Symbol names: CAP, POLCAP

Syntax: Cnnn n1 n2 <capacitance> [ic=<value>]

+ [Rser=<value>] [Lser=<value>] [Rpar=<value>]

+ [Cpar=<value>] [m=<value>]

+ [RLshunt=<value>] [temp=<value>]

It is possible to specify an equivalent series resistance, series inductance, parallel resistance and parallel shut capacitance.

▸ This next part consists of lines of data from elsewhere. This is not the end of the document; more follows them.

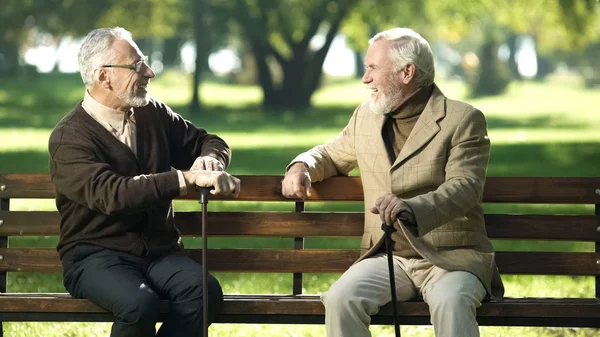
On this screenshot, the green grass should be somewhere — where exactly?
[0,72,600,337]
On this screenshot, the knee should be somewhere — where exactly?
[321,282,366,313]
[176,274,223,323]
[113,285,160,324]
[428,292,478,316]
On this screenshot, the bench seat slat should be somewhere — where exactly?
[0,211,600,242]
[0,248,600,275]
[0,174,600,204]
[0,293,600,318]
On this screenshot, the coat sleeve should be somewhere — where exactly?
[404,108,490,236]
[288,106,361,182]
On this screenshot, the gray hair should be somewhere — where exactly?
[369,28,435,87]
[77,27,133,88]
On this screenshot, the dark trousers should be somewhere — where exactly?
[64,245,223,337]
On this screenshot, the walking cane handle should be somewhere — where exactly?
[198,186,215,205]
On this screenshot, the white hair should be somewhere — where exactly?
[369,28,435,87]
[77,27,133,88]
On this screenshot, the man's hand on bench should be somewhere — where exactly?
[281,162,310,199]
[183,170,240,197]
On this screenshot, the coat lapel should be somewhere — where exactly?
[392,84,446,170]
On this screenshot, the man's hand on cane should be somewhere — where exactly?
[183,170,240,197]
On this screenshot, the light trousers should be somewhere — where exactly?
[321,254,486,337]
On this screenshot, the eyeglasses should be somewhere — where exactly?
[102,56,150,73]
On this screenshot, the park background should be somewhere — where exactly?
[0,0,600,337]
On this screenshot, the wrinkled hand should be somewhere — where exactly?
[370,193,410,225]
[183,170,240,197]
[281,163,310,199]
[190,156,225,171]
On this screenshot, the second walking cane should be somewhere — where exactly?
[381,223,400,337]
[198,187,213,337]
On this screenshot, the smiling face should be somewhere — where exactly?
[111,40,155,107]
[362,39,405,115]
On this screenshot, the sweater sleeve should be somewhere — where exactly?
[157,102,231,170]
[49,125,179,215]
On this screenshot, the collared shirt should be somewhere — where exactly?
[81,89,187,196]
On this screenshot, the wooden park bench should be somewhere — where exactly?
[0,174,600,334]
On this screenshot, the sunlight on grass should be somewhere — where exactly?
[0,72,600,337]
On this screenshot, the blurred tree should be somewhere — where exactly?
[426,0,599,95]
[214,0,359,108]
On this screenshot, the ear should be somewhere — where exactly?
[96,68,111,89]
[401,63,417,84]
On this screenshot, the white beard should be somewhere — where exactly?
[369,88,402,115]
[369,98,391,115]
[117,88,150,108]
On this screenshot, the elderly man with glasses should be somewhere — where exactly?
[49,27,240,337]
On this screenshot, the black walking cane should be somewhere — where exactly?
[198,187,214,337]
[381,223,400,337]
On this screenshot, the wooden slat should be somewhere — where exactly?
[0,248,600,275]
[0,211,364,237]
[485,214,600,242]
[0,211,600,242]
[483,177,600,204]
[0,174,600,204]
[0,293,600,318]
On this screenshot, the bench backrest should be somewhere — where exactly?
[0,174,600,297]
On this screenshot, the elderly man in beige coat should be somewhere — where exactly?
[282,28,504,337]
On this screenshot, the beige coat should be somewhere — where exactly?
[293,86,504,298]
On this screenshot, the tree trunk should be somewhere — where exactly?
[162,36,182,69]
[471,32,510,97]
[190,0,208,114]
[0,40,19,77]
[506,33,522,80]
[354,51,365,79]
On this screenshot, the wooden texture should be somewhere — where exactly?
[0,174,600,204]
[0,174,600,327]
[0,248,600,275]
[0,293,600,321]
[0,211,600,242]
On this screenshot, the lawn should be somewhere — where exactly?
[0,73,600,337]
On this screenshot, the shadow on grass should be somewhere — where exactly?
[0,150,50,174]
[486,112,587,130]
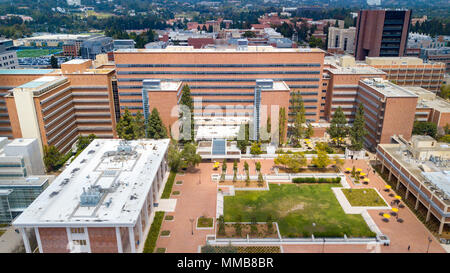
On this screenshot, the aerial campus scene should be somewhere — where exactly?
[0,0,450,262]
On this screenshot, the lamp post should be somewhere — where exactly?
[427,237,433,253]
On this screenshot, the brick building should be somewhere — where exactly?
[366,57,446,93]
[0,59,118,152]
[114,46,325,132]
[13,139,169,253]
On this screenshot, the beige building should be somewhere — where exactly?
[328,27,356,54]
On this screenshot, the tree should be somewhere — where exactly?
[116,108,135,140]
[292,96,306,146]
[167,140,182,172]
[237,123,250,153]
[180,84,194,140]
[77,134,97,153]
[147,108,167,139]
[333,155,344,168]
[50,55,59,68]
[278,107,286,144]
[311,150,331,169]
[255,161,261,172]
[250,142,262,155]
[412,121,437,138]
[181,143,202,168]
[242,30,256,38]
[305,123,314,138]
[438,84,450,100]
[349,104,368,151]
[327,106,348,147]
[44,145,62,172]
[132,111,145,139]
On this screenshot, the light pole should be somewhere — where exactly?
[427,237,433,253]
[189,218,194,235]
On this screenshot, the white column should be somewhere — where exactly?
[128,227,136,253]
[84,227,92,253]
[34,227,44,253]
[19,228,31,253]
[116,227,123,253]
[137,215,144,245]
[144,198,148,226]
[66,227,73,252]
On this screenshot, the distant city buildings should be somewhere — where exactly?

The equivalent circuit is given below:

Capacitor Instance Parameters

Name | Description |

Rser | Equivalent series resistance |

Lser | Equivalent series inductance |

Rpar | Equivalent parallel resistance |

Cpar | Equivalent parallel capacitance |

RLshunt | Shunt resistance across Lser |

m | Number of parallel units |

temp | Instance temperature(for tempcos in a corresponding .model statement) |

ic | Initial voltage(used only if uic is flagged on the .tran card) |

It is computationally better to include the parasitic Rpar, Rser, RLshunt, Cpar and Lser in the capacitor than to explicitly draft them. LTspice uses proprietary circuit simulation technology to simulate this model of a physical capacitor without any internal nodes. This makes the simulation matrix smaller, faster to solve, and less likely to be singular at short time steps.

Note that since the capacitor element includes these parasitics, it is useful for macromodeling the fundamental of a piezoelectric crystal.

There is also a general nonlinear capacitor available. Instead of specifying the capacitance, one writes an expression for the charge.

LTspice will compile this expression and symbolically differentiate it with respect to all the variables, finding the partial derivative's that correspond to capacitances.

Syntax: Cnnn n1 n2 Q=<expression> [ic=<value>] [m=<value>]

There is a special variable, x, that means the voltage across the device. Therefore, a 100pF constant capacitance can be written as

Cnnn n1 n2 Q=100p*x

A capacitance with an abrupt change from 100p to 300p at zero volts can be written as

Cnnn n1 n2 Q=x*if(x<0,100p,300p)

This device is useful for rapidly evaluating the behavior of a new a hypothetical charge model for, e.g., a transistor.